Da sinistra, il ministro italiano dell'Economia Daniele Franco, il ministro delle Finanze e presidente di turno dell'ecofon Andrej Šircelj, e il commissario UE agli affari economici Paolo Gentiloni. Bruxelles, 7 dicembre 2021. [EU newsroom]

I ministri dell’Economia della zona euro hanno deciso all’unanimità di modificare le regole sull’Iva, in modo da permettere agli Stati membri di applicare con maggiore flessibilità riduzioni e aliquote ridotte, includendo nelle categorie agevolate la sanità, i beni ambientali e la transizione digitale.

La decisione è arrivata al termine del vertice Ecofin che si è svolto lunedì 6 e martedì 7 dicembre a Bruxelles. I ministri economici dei 27 hanno dunque accolto le proposte della Commissione UE che mirano – si legge in una nota – a fornire “ai Paesi membri maggiore flessibilità nelle aliquote, e garantiscono un trattamento paritario tra gli Stati” dell’Unione.

Inoltre, “la legislazione aggiornata allineerà le norme sull’IVA alle priorità comuni dell’UE come la lotta ai cambiamenti climatici, il sostegno alla digitalizzazione e la tutela della salute pubblica”.

Tra i beni che entreranno a far parte delle categorie agevolate, infatti, ci sono gli assorbenti femminili – la cui aliquota in Italia, dopo  un lungo dibattito, dovrebbe infine venire ridotta dal 22 al 10% con la manovra di Bilancio di quest’anno -, le “mascherine protettive sanitarie”,  le biciclette, comprese quelle elettriche, le ristrutturazioni su abitazioni, le spese per l’accesso a internet.

Un altro punto della riforma prevede che dal 2030 non sia più possibile concedere aliquote ridotte a beni e servizi quando questo avvenga “a detrimento dell’ambiente e degli obiettivi UE sul cambiamento climatico”.

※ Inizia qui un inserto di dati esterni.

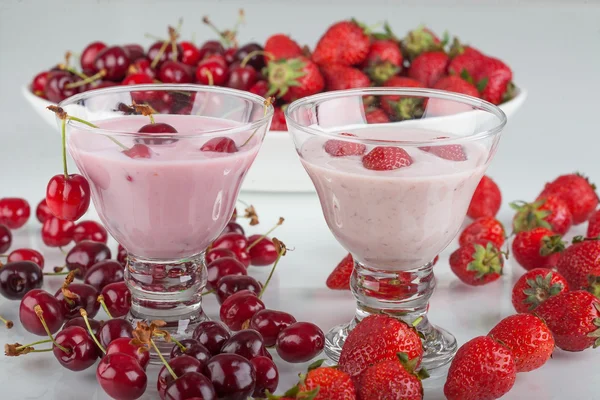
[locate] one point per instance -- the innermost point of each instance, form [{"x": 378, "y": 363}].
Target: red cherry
[
  {"x": 88, "y": 57},
  {"x": 300, "y": 342},
  {"x": 239, "y": 308},
  {"x": 14, "y": 212},
  {"x": 123, "y": 345},
  {"x": 121, "y": 376},
  {"x": 68, "y": 198},
  {"x": 81, "y": 350},
  {"x": 90, "y": 230},
  {"x": 42, "y": 212},
  {"x": 51, "y": 312},
  {"x": 57, "y": 232}
]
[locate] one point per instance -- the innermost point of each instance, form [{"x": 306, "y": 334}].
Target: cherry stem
[
  {"x": 103, "y": 304},
  {"x": 40, "y": 314},
  {"x": 87, "y": 323},
  {"x": 266, "y": 234}
]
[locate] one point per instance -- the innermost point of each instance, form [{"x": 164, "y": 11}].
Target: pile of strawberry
[{"x": 348, "y": 55}]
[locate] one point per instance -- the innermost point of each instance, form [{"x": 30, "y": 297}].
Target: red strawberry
[
  {"x": 578, "y": 260},
  {"x": 594, "y": 225},
  {"x": 486, "y": 200},
  {"x": 295, "y": 78},
  {"x": 339, "y": 279},
  {"x": 550, "y": 213},
  {"x": 573, "y": 318},
  {"x": 340, "y": 77},
  {"x": 577, "y": 192},
  {"x": 537, "y": 248},
  {"x": 344, "y": 43},
  {"x": 477, "y": 265},
  {"x": 482, "y": 231},
  {"x": 528, "y": 338},
  {"x": 343, "y": 148},
  {"x": 481, "y": 370},
  {"x": 392, "y": 379},
  {"x": 281, "y": 46},
  {"x": 494, "y": 77},
  {"x": 386, "y": 158},
  {"x": 427, "y": 68},
  {"x": 536, "y": 286},
  {"x": 360, "y": 351}
]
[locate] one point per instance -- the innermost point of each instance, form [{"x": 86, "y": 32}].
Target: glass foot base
[{"x": 440, "y": 345}]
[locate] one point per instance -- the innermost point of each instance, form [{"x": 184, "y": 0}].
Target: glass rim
[
  {"x": 478, "y": 104},
  {"x": 164, "y": 87}
]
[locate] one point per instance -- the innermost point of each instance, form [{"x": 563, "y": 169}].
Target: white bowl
[{"x": 277, "y": 167}]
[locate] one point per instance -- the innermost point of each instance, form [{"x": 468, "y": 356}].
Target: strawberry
[
  {"x": 343, "y": 148},
  {"x": 493, "y": 78},
  {"x": 344, "y": 43},
  {"x": 537, "y": 248},
  {"x": 454, "y": 83},
  {"x": 486, "y": 200},
  {"x": 392, "y": 379},
  {"x": 573, "y": 319},
  {"x": 576, "y": 262},
  {"x": 482, "y": 231},
  {"x": 295, "y": 78},
  {"x": 477, "y": 265},
  {"x": 575, "y": 190},
  {"x": 386, "y": 158},
  {"x": 427, "y": 68},
  {"x": 481, "y": 370},
  {"x": 549, "y": 212},
  {"x": 280, "y": 46},
  {"x": 360, "y": 351},
  {"x": 528, "y": 338},
  {"x": 340, "y": 77},
  {"x": 339, "y": 279},
  {"x": 536, "y": 286}
]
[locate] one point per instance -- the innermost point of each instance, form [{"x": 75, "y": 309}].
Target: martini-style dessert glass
[
  {"x": 165, "y": 165},
  {"x": 395, "y": 194}
]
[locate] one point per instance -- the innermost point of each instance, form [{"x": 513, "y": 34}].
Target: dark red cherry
[
  {"x": 238, "y": 308},
  {"x": 90, "y": 230},
  {"x": 269, "y": 323},
  {"x": 212, "y": 335},
  {"x": 193, "y": 348},
  {"x": 85, "y": 254},
  {"x": 68, "y": 198},
  {"x": 232, "y": 376},
  {"x": 88, "y": 57},
  {"x": 81, "y": 350},
  {"x": 114, "y": 329},
  {"x": 231, "y": 284},
  {"x": 115, "y": 61},
  {"x": 300, "y": 342},
  {"x": 267, "y": 376},
  {"x": 14, "y": 212},
  {"x": 121, "y": 376},
  {"x": 51, "y": 312},
  {"x": 104, "y": 273},
  {"x": 222, "y": 267},
  {"x": 17, "y": 278},
  {"x": 123, "y": 345},
  {"x": 220, "y": 145},
  {"x": 117, "y": 299},
  {"x": 57, "y": 232},
  {"x": 191, "y": 386},
  {"x": 180, "y": 365}
]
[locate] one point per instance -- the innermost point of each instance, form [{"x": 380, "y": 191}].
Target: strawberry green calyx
[
  {"x": 541, "y": 289},
  {"x": 486, "y": 260},
  {"x": 530, "y": 216}
]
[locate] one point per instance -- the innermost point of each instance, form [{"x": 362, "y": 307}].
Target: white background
[{"x": 554, "y": 51}]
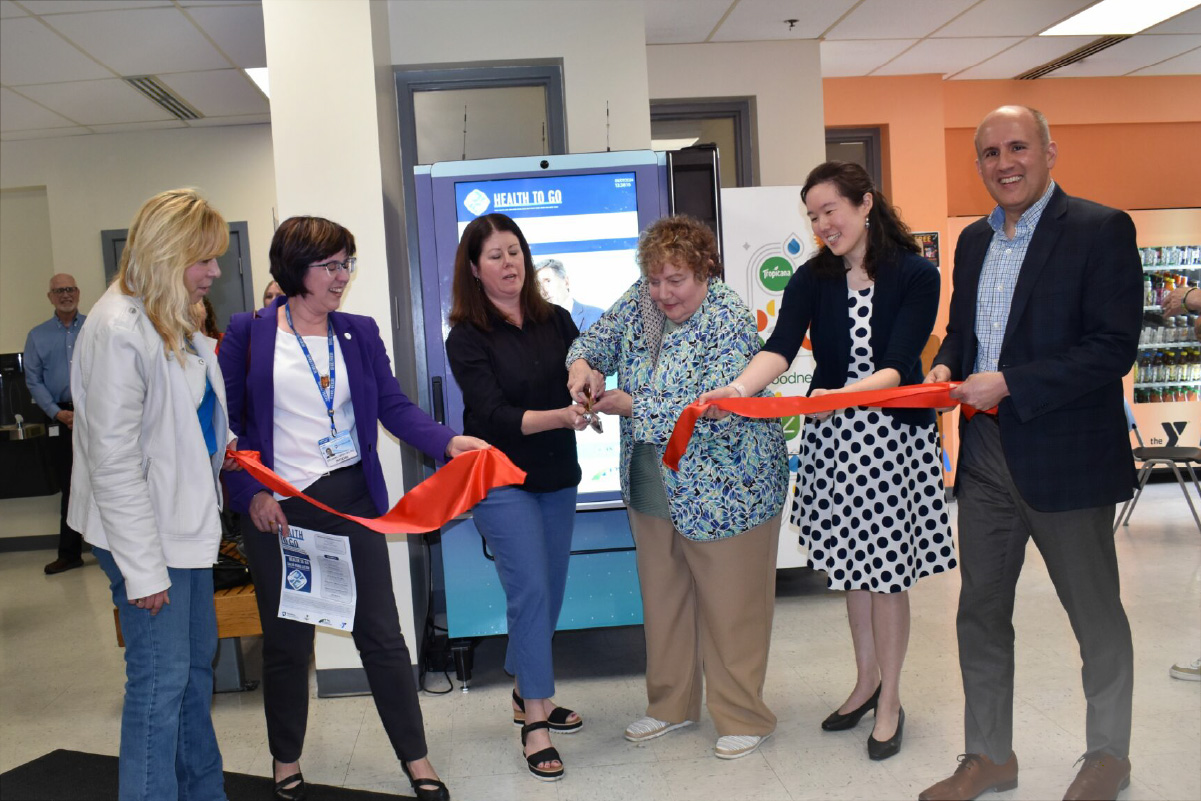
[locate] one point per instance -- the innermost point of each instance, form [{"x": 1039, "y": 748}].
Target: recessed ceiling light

Le esenzioni e le deroghe su alcune tipologie di beni attualmente esistenti per ragioni storiche in alcuni Stati, poi, appena entreranno in vigore le nuove norme saranno possibili in tutti i paesi, per garantire equità di trattamento ed evitare distorsioni alla concorrenza.

“Tutti gli Stati membri devono essere trattati allo stesso modo e devono pertanto avere le stesse possibilità di applicare le aliquote ridotte, che dovrebbero tuttavia rimanere un’eccezione rispetto all’aliquota normale”, scrive ancora la nota della Commissione, che specifica inoltre che uno Stato membro può applicare un’aliquota inferiore al 5% su al massimo sette categorie di beni e prodotti, elencate nell’allegato III del documento.

Le nuove misure dovranno passare al vaglio del Parlamento europeo, che dovrà approvarle entro marzo 2022. Dopo la ratifica formale dei Paesi Ue – che aurano tempo fino al 31 dicembre 2024 – la nuova direttiva entrerà in vigore entro venti giorni.

“L’accordo di oggi – ha detto il commissario UE agli affari economici, Paolo Gentiloni – è un’ottima notizia. Il risultato di una maratona di negoziati, mostra che dove c’è una volontà, c’è una via: una via europea per andare avanti. Gli Stati membri avranno più flessibilità per far sì che i loro sistemi IVA riflettano le scelte politiche nazionali, garantendo nel contempo la coerenza con le priorità europee comuni: le transizioni verdi e digitali e, naturalmente, la tutela della salute pubblica”.